Since his retirement, Davis has worked to open doors and change perceptions of gay athletes. He is the executive director of You Can Play, an organization dedicated to ensuring equality, respect and safety for all athletes, without regard to sexual orientation.
Davis will speak twice during the symposium, once at 10:30 a.m. in the Shepherd Union Wildcat Theater and again at 6:30 p.m. in Shepherd Union Ballroom C. His address is titled “Out Athletes: Hidden in Plain Sight.”
“The Allen Holmes Diversity Symposium provides a wonderful foundation to talk about issues of inclusion and exclusion on campus and in our community,” said Adrienne Andrews, coordinator for WSU’s Center for Diversity and Unity and the Assistant to the President for Diversity. “This year’s theme is timely in relation to the number of professional athletes who have decided to be public about their sexual orientations.”
The conference will also draw attention to WSU’s new LGBT Resource Center, which opened this fall in the Student Services Center.

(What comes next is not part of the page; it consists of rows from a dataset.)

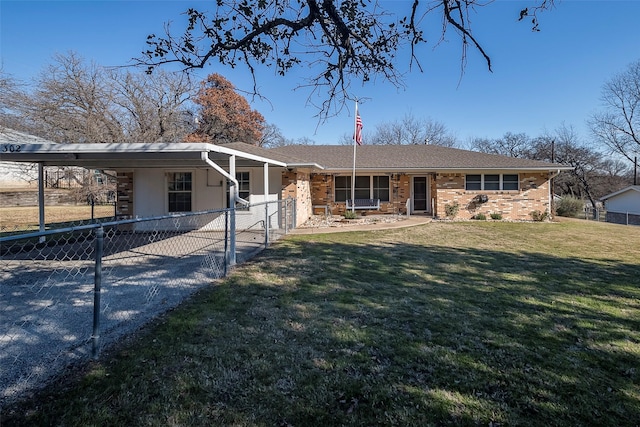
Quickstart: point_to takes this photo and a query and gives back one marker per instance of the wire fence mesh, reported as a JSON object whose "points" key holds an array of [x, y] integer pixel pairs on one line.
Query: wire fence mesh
{"points": [[67, 293]]}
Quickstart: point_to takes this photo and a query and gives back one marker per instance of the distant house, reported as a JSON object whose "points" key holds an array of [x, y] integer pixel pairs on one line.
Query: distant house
{"points": [[623, 206], [161, 178]]}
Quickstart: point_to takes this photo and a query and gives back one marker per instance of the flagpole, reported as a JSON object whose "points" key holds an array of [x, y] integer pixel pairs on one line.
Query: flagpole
{"points": [[353, 174]]}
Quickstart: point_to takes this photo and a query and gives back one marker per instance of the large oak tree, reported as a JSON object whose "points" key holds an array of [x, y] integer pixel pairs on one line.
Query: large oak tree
{"points": [[336, 41], [224, 115], [617, 126]]}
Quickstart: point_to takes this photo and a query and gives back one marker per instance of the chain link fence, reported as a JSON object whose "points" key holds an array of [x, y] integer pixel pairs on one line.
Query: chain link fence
{"points": [[67, 293]]}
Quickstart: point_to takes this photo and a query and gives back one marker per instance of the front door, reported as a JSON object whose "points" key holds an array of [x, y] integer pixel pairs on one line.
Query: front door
{"points": [[420, 194]]}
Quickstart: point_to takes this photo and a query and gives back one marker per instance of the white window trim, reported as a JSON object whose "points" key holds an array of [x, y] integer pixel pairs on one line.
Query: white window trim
{"points": [[371, 189], [501, 180], [166, 188]]}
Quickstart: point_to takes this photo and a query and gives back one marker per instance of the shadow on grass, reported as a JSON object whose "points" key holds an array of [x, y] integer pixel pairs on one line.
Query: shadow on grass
{"points": [[463, 334], [331, 333]]}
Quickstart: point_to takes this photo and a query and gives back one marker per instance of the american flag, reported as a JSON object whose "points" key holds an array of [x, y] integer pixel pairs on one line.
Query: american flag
{"points": [[358, 134]]}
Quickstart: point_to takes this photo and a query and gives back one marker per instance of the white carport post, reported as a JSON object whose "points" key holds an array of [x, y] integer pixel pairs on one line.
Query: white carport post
{"points": [[266, 204], [41, 199], [233, 191]]}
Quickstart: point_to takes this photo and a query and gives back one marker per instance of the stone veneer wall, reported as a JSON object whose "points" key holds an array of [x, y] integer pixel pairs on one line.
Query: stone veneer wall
{"points": [[514, 205], [296, 184]]}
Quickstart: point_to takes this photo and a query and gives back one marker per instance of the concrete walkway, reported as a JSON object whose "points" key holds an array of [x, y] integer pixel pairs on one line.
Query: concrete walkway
{"points": [[374, 223]]}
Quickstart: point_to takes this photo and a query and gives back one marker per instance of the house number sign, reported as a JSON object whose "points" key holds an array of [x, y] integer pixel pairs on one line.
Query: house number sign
{"points": [[11, 148]]}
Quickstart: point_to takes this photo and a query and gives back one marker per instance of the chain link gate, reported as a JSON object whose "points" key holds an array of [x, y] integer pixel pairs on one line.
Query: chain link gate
{"points": [[66, 293]]}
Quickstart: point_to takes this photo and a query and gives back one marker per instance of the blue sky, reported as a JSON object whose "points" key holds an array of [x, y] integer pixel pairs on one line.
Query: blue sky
{"points": [[539, 80]]}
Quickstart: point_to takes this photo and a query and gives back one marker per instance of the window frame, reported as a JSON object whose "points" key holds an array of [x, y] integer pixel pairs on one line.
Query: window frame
{"points": [[483, 182], [342, 188], [242, 193], [173, 206]]}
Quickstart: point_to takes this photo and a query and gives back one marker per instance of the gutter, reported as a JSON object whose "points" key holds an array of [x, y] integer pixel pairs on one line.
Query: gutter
{"points": [[207, 160]]}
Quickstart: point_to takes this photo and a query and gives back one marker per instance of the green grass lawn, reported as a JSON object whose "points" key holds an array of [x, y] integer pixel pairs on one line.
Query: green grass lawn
{"points": [[450, 323]]}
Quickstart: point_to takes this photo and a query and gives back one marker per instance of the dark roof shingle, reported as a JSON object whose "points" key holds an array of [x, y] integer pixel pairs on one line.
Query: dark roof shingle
{"points": [[406, 157]]}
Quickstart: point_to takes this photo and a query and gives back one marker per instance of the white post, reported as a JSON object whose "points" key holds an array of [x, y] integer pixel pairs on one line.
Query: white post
{"points": [[353, 174], [266, 203], [233, 191], [41, 199]]}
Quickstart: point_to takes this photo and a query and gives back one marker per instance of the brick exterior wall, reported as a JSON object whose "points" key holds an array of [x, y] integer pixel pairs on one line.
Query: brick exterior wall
{"points": [[446, 188], [514, 205], [297, 185]]}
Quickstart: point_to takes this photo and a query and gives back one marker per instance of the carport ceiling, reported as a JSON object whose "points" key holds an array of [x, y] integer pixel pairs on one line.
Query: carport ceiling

Davis was named executive director of the You Can Play Project in August, 2103. He is a former NFL player who is one of a small number of openly gay men to have played professional sports. He played college football at Weber State before spending four years with NFL practice squads and in NFL Europe. Davis also spent two and a half years working with inner-city LGBTQ youth at the Hetrik-Martin Institute in New York City. He co-founded the You Belong Initiative, which partnered with the NBA, You Can Play, and other LGBT Sports groups to provide the world’s first LGBTQ sports camp to inner city youth. A member of last year’s HBO “Out List,” He has written for the New York Times, Huffington Post, Outsports.com, and other major media outlets. He is on the boards of the GLSEN Sports Project and Go! Athletes.
The Allen Holmes Diversity Symposium was created in honor of Allen Holmes, an African-American who led the 1959 Weber College basketball team to win the National Junior College Athletic Association Championship. Holmes was the tournament MVP and a Junior College All-American that year, but his contributions to Weber State were not limited to the basketball court.
Holmes’ influence extended to the classrooms and halls of the campus. He played an important role in melting prejudicial and bigoted beliefs among the student body. In recognition of these contributions, a permanent endowment has been created through private donations to sponsor an annual symposium that deals with diversity and unity.